The problem with such a lack of commitment is that over the 12 years where 23 nations have not come close to meeting their obligations, the sum total of the actual defence capabilities suffers for the duration. The US is 67% of total NATO spend and the UK, France  & Germany make up half of the remainder. Yet building a sustainable capability in defence does not come through half measures or poorly thought out procurement. What is missed on many is that over 70% of defence budgets are allocated to soldier pay, housing, healthcare, training and so forth. Procurement and RDT&E get funded out of the balance. Have a skirmish somewhere and yet more money is chewed out of buying new equipment for the sake of logistics (feeding 10,000 troops and servicing hardware in a foreign land). Then there is the subject of terribly managed procurement programs.

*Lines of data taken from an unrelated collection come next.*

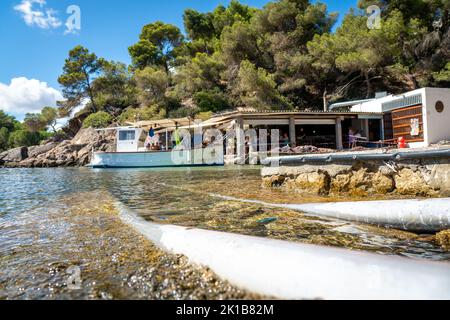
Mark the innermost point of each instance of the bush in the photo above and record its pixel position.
(24, 138)
(4, 136)
(212, 100)
(154, 112)
(98, 120)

Take the French disaster that is the aircraft carrier Charles De Gaulle. Despite delays because of problems with a retrofit for radiation shields, the naval brass had to add 14 feet of deck because it realized that the E2-C Hawkeye surveillance planes it purchased couldn’t take off and land in its original build spec. Even now the flight deck is not long enough to conduct simultaneous launch and recovery operations. Even worse the blueprints for the CdG‘s propellers had been lost in a fire, which meant that the ship had to be refitted with hand-me down screws from carriers Foch and Clemenceau which meant her speed was cut from 27 knots to about 24 knots—which was unfortunate since her predecessors steamed at 32 knots. Speed to war zones is kind of important to gain a decisive edge. All of the spend to fix poorly thought out designs cuts from being able to procure other equipment and materiel. Scary to think Australia is buying 12 subs from the French! The problems are already revealing themselves despite not one boat having hit the dry dock.

History tells us many things of how NATO type organisations have failed in the past.The Peloponnesian Wars (431BC – 404BC) highlighted how things can change when allies do not keep up commitments and capabilities aren’t maintained.

Athens required her Delian League member states (consisting of city states mainly along the Ionian Sea) to pay tributes (phoros) to the treasury which was used to build and maintain the naval fleet led by Athens. Yet over time the member states relied too much on the wealth of Athens and over the course of the draining war and the costly campaign to Sicily, failed to honour the ever increasing demands to fund the league with the appropriate level of tributes which drove Athens into massive debt. Defence spending by the Athenians had been cut to around 30-60% of the average over the previous decade. The Delian League’s capabilities dwindled as a result and the Spartans, funded by Persia, took advantage of this and crushed it for good, in the very art of war that Athens was renowned for – the navy.

It is not hard to think of Trump feeling like a modern day Pericles. NATO is the Delian League and its projected enemies chip away all the while members dither over commitments, forcing the US to sustain the limited capability. Like the Athenians, the US has the most powerful navy in the world with a fleet bigger than the next 11 countries combined but even it has pared back the number of ships to less than 10% of what it had in WW2. Enhanced capability is one factor in cutting the surface fleet but even the US DoD realised that the conventionally powered US Kitty Hawk consumed 2% of the entire US military fuel bill annually so it was taken out of service to save money.

One can argue the $750 billion annual defence budget is plentiful but the US realises that power projection is an expensive business. Even Japan understands it can’t stay nestled in the bosom of US stationed forces forever without taking a proactive stance to defend itself. That is the same message to the 19 members NATO failing to pull their weight.